Ergebnis einer vorangeschrittenen internen Prüfung, auf welche die Antragsgegnerin hätte zurückgreifen können, wären bereits zum Zeitpunkt des Eingangs des Akteneinsichtsgesuches der Antragstellerin zu 2. bei der Antragsgegnerin am 26. Juli 2018 zu erwarten gewesen, jedenfalls aber zum hier maßgeblichen Zeitpunkt der Entscheidung des Gerichts. Unabhängig von der Verfahrensweise hätte danach im Wesentlichen nur noch die Prüfung etwaiger entgegenstehender Interessen im Sinne von Art. 56 Abs. 4 Satz 1 LV ausstehen dürfen.

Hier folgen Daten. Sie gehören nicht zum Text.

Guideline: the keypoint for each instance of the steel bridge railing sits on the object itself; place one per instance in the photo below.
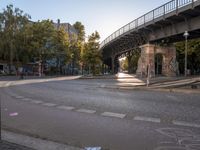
(161, 11)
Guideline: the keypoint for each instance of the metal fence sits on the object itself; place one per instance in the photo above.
(150, 16)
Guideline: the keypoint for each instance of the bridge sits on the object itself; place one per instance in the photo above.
(154, 33)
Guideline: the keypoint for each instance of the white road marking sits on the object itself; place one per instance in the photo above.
(86, 111)
(174, 98)
(19, 97)
(148, 119)
(49, 104)
(26, 99)
(187, 124)
(65, 107)
(36, 102)
(111, 114)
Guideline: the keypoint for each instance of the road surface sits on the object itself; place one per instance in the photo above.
(84, 113)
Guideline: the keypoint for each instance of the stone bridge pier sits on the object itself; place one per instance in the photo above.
(159, 59)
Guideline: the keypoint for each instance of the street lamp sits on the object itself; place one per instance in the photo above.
(186, 34)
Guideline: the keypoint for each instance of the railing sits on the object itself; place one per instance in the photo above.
(150, 16)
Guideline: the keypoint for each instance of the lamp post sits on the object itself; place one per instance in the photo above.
(186, 34)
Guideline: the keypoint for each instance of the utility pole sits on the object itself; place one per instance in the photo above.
(186, 34)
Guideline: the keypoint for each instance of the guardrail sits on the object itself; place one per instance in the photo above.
(169, 7)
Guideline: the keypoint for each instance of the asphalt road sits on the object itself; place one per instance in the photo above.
(85, 113)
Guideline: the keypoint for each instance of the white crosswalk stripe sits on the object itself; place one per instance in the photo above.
(111, 114)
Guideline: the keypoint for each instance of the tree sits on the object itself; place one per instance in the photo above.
(92, 55)
(61, 49)
(81, 31)
(78, 45)
(12, 21)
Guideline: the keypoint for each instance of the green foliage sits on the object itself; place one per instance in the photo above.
(91, 55)
(12, 24)
(23, 41)
(81, 31)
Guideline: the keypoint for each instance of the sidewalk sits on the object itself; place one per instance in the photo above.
(4, 145)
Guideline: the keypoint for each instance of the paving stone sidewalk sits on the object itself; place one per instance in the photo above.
(11, 146)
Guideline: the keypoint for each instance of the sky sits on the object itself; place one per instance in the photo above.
(104, 16)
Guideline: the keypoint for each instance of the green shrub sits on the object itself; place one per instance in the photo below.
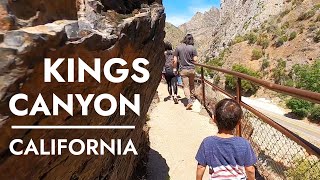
(281, 41)
(279, 73)
(265, 64)
(304, 169)
(292, 36)
(256, 54)
(318, 18)
(307, 76)
(251, 38)
(316, 38)
(286, 25)
(299, 107)
(284, 13)
(316, 7)
(307, 15)
(247, 86)
(263, 41)
(315, 114)
(238, 39)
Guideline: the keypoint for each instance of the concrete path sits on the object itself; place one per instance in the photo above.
(175, 136)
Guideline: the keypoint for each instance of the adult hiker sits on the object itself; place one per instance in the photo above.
(187, 55)
(170, 73)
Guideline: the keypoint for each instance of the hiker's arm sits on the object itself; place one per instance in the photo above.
(200, 171)
(195, 59)
(175, 62)
(250, 171)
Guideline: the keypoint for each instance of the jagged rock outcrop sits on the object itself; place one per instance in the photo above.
(97, 34)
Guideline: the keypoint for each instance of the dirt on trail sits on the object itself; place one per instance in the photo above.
(175, 136)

b. Dennoch überwiegt das öffentliche Interesse an einer späteren Akteneinsicht das Interesse der Antragstellerin zu 2. an der sofortigen Ausübung parlamentarischer Kontrolle. Würde die einstweilige Anordnung wie beantragt ergehen, könnten nicht wiedergutzumachende Beeinträchtigungen eintreten, während sich bei einer Ablehnung der einstweiligen Anordnung sich das Einsichtsrecht der Antragstellerin zu 2. lediglich verzögert.

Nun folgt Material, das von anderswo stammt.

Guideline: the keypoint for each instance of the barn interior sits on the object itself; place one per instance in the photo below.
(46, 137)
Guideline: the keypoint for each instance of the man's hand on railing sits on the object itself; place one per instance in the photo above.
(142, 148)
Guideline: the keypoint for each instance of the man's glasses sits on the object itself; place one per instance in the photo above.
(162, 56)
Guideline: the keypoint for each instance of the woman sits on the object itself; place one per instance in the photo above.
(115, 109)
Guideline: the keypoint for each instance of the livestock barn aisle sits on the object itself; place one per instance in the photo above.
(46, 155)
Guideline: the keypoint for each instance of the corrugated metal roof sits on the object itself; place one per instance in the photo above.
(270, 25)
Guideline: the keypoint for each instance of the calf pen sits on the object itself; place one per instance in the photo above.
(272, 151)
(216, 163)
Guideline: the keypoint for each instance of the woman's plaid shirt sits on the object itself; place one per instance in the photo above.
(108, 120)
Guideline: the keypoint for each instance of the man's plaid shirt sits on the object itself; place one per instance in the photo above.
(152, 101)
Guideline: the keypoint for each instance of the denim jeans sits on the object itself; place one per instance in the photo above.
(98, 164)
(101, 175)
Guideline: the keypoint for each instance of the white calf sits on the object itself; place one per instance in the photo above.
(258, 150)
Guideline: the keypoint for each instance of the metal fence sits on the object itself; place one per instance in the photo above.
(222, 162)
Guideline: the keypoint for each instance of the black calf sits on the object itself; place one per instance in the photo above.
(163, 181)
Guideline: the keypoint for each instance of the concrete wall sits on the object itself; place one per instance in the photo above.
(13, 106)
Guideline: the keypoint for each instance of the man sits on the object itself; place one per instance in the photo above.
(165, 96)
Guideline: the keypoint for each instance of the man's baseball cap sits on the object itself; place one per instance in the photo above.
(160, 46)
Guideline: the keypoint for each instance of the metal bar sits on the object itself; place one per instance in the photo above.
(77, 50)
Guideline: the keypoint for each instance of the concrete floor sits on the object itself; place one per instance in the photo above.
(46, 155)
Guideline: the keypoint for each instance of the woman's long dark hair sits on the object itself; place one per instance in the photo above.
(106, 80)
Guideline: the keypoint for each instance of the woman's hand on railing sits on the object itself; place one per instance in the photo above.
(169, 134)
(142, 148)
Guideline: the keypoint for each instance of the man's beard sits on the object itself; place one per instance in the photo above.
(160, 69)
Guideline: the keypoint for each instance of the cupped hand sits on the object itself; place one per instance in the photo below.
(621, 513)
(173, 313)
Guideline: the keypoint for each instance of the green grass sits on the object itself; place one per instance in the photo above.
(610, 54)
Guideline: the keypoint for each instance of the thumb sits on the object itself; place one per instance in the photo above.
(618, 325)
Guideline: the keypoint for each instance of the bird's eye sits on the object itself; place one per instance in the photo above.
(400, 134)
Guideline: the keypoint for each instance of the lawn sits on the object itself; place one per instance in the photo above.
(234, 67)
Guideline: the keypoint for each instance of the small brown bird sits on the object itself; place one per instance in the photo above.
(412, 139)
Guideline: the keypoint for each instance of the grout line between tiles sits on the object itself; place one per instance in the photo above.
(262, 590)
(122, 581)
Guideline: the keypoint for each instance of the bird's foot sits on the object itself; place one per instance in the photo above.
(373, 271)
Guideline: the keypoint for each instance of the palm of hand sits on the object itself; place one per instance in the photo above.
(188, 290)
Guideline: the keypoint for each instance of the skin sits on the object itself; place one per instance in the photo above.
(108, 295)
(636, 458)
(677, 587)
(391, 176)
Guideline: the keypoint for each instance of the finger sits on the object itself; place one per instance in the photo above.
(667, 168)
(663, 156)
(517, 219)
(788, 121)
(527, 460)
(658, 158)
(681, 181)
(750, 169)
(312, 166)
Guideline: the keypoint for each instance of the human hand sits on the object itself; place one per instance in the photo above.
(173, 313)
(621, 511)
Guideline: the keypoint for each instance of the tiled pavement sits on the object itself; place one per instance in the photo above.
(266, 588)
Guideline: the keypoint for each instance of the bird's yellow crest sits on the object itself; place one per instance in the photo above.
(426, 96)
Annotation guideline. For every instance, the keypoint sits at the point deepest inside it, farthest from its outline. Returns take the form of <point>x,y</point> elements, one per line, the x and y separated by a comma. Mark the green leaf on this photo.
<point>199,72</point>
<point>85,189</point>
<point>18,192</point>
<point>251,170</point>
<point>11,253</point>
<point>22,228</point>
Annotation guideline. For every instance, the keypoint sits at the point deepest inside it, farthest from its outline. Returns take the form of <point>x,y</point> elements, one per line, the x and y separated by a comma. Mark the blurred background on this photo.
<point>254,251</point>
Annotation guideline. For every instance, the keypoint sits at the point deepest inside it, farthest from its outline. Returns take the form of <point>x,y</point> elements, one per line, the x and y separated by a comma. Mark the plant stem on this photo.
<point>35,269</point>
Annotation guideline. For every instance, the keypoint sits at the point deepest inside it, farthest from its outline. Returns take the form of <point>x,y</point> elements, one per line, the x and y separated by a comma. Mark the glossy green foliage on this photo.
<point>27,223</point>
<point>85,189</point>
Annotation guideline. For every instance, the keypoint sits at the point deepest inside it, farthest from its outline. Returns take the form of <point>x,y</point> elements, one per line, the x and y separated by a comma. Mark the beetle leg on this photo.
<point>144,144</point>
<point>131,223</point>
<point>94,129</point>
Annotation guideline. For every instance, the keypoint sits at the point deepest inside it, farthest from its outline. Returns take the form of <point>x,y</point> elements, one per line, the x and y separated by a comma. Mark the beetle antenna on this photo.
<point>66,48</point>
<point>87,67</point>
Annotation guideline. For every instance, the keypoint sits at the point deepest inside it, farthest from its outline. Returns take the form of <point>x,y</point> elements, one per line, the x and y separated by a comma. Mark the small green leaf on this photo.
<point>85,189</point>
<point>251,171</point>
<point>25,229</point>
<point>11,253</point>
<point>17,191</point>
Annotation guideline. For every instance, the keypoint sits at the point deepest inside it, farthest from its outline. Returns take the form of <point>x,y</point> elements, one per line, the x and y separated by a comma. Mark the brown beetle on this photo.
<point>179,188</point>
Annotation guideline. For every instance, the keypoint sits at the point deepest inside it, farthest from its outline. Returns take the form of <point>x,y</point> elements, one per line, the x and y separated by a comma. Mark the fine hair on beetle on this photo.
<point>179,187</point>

aa. Eine - unterstellt - zu Unrecht erfolgte Akteneinsicht könnte die Funktionsfähigkeit und den Kernbereich exekutiver Eigenverantwortung der Antragsgegnerin sowie subjektive Rechte Dritter irreversibel beeinträchtigen, wenn sich im Hauptsacheverfahren herausstellen sollte, dass die Antragsgegnerin zum jetzigen Zeitpunkt nicht zur Gewährung von Akteneinsicht verpflichtet war, weil sie in diesem Fall die dem Auskunftsrecht gegebenenfalls entgegenstehenden Belange nicht berücksichtigen konnte.

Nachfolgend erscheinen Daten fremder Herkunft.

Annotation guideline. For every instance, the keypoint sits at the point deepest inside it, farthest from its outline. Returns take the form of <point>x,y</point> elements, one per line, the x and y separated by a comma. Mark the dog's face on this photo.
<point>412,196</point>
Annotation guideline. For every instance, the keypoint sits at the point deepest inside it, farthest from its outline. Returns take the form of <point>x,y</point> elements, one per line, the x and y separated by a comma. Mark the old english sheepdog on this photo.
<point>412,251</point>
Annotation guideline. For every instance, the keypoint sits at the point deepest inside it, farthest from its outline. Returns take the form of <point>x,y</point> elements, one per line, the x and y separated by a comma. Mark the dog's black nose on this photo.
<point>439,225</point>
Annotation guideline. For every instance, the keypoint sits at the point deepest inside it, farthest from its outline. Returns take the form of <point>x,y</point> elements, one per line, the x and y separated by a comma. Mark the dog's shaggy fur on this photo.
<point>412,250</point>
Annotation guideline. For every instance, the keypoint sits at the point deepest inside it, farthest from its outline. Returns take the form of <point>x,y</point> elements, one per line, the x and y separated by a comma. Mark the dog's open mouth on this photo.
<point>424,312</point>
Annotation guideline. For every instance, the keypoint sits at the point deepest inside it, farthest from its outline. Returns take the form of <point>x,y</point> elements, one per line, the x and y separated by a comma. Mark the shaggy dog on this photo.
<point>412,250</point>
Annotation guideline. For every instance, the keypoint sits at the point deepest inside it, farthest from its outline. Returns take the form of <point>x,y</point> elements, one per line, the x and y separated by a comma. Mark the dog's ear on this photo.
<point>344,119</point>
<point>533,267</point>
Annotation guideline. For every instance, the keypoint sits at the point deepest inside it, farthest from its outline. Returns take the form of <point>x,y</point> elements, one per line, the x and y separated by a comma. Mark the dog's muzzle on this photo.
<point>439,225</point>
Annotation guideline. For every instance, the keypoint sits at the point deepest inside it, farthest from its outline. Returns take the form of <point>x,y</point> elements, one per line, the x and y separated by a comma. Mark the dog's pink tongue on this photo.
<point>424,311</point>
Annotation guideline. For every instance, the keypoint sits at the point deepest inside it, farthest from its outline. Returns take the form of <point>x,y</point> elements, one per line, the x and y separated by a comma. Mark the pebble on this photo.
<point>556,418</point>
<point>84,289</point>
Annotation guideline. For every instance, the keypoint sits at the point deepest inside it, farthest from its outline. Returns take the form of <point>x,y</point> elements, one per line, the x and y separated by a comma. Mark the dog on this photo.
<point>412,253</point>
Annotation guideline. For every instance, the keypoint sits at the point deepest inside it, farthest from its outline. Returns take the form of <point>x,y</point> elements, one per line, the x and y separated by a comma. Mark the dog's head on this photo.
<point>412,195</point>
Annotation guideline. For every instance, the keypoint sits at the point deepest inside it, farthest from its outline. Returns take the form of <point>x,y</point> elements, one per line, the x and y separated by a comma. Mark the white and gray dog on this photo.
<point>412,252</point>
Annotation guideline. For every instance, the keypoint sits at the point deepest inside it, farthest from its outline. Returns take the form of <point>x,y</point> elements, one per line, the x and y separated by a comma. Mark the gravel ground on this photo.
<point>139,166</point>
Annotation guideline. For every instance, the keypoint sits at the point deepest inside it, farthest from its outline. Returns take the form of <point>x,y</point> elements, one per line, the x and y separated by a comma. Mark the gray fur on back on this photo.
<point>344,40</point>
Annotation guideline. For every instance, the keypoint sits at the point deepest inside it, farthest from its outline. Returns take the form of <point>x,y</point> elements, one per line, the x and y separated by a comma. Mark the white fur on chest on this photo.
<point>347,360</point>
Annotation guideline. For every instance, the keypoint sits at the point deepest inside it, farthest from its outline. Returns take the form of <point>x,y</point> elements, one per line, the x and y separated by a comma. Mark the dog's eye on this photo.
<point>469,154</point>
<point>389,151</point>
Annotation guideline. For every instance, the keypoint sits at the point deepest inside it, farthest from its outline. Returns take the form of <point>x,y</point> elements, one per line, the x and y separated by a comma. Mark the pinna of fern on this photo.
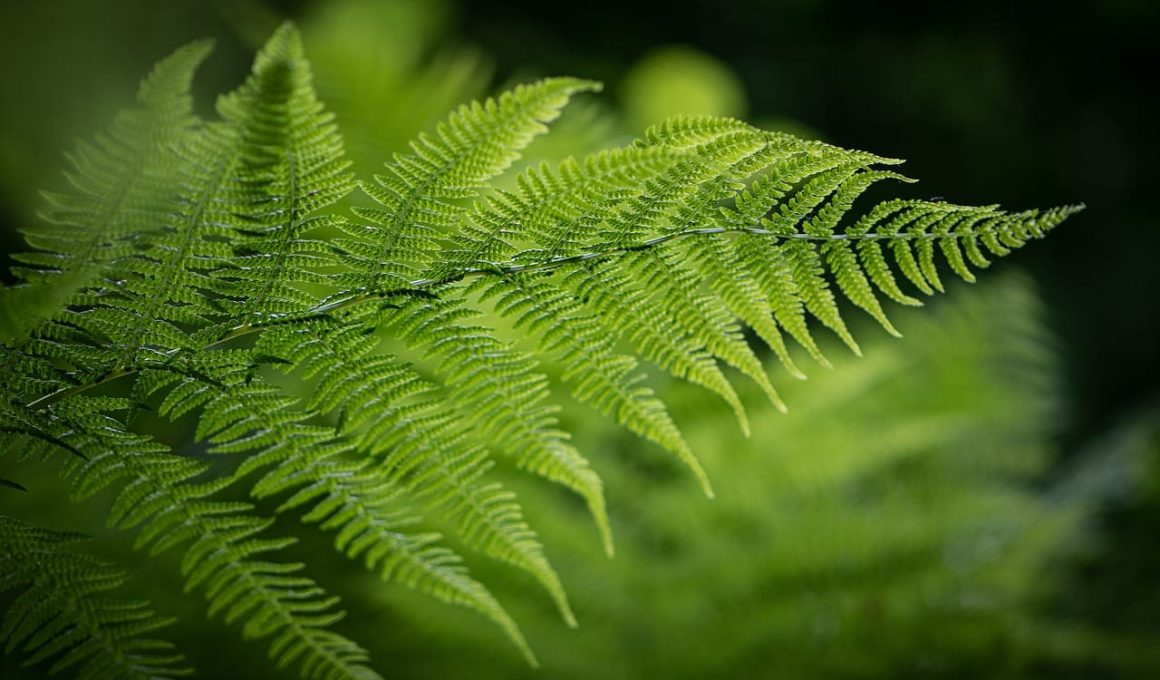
<point>212,259</point>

bb. In die Abwägung muss auch einfließen, dass das Akteneinsichtsrecht des Abgeordneten nach Art. 56 Abs. 3 LV nicht nur mit den verfassungsrechtlich geschützten Interessen der Landesregierung in Ausgleich zu bringen ist, sondern auch die daneben bestehenden eigenen Rechte des Parlaments insgesamt hinreichend berücksichtigt werden müssen (vgl. Lieber/Iwers/Ernst, Verfassung des Landes Brandenburg, Art. 56 Nr. 2.2.5; zu Formen, Verfahren und Wirkungen der parlamentarischen Kontrolle vgl. Stefani, in: Schneider/Zeh, Parlamentsrecht und Parlamentspraxis, S. 1325). Jedenfalls dann, wenn der Landtag seine Kontrollbefugnisse durch Aufklärung eines für die Landespolitik bedeutsamen Umstandes innerhalb des dafür zuständigen Ausschusses zeitnah wahrnimmt, sind Befugnisse des Landtages und seiner Ausschüsse abwägungsrelevant. Vorliegend hat sich die nach der GOLT erforderliche Anzahl seiner Ausschussmitglieder dafür entschieden, Auskunftsrechte im Wege der Durchführung einer Sondersitzung des Fachausschusses in den nächsten Tagen geltend zu machen. Eine unmittelbar vor der Sitzung gewährte Akteneinsicht könnte die Befugnisse des Ausschusses berühren, in öffentlicher Sitzung Auskunft von der Landesregierung zu verlangen. Durch eine zumindest mittelbare Verpflichtung der Antragsgegnerin im Wege der einstweiligen Anordnung könnte dieser Prozess parlamentarischer Auseinandersetzung unterlaufen werden, wenn dadurch lediglich einzelnen Abgeordneten kurz vor der Sitzung Zugang zu den Akten der Landesregierung gewährt würde.

cc. Das Interesse der Antragstellerin zu 2. wird durch die einstweilige Nichtvorlage der begehrten Akten demgegenüber nur zeitlich begrenzt beeinträchtigt. Es entsteht daraus kein nicht wiedergutzumachender Nachteil, wenn durch die Ablehnung einer einstweiligen Anordnung die sofortige Akteneinsicht nicht stattfindet, sich aber in der Hauptsache herausstellt, dass die Antragsgegnerin ihrer Pflicht gemäß Art. 56 Abs. 3 Satz 4 LV zur unverzüglichen Vorlage der Akten nicht ausreichend nachgekommen ist; die Akteneinsicht könnte zeitnah nachgeholt werden.

Ein solcher Nachteil ist entgegen der Ansicht der Antragstellerin zu 2. nicht bereits darin zu erblicken, dass diese während der Sondersitzung des Ausschusses für Arbeit, Soziales, Gesundheit, Frauen und Familie an der informierten Mitwirkung eingeschränkt sein könnte. Der Antragstellerin zu 2. bietet sich auch in der für den 5. September 2018 vorgesehenen nächsten planmäßigen Sitzung des Ausschusses noch ausreichend Gelegenheit zum direkten Vorhalt der sich aus den Akten möglicherweise ergebenden Informationen gegenüber der zuständigen Ministerin. Jedenfalls bis dahin ist ein Abschluss der parlamentarischen Diskussion angesichts des für Ende dieses Monats zu erwartenden internen Untersuchungsberichts des MASGF auch nicht zu erwarten.

 

C.

Der Beschluss ist einstimmig ergangen (§ 30 Abs. 7 Satz 1 VerfGGBbg).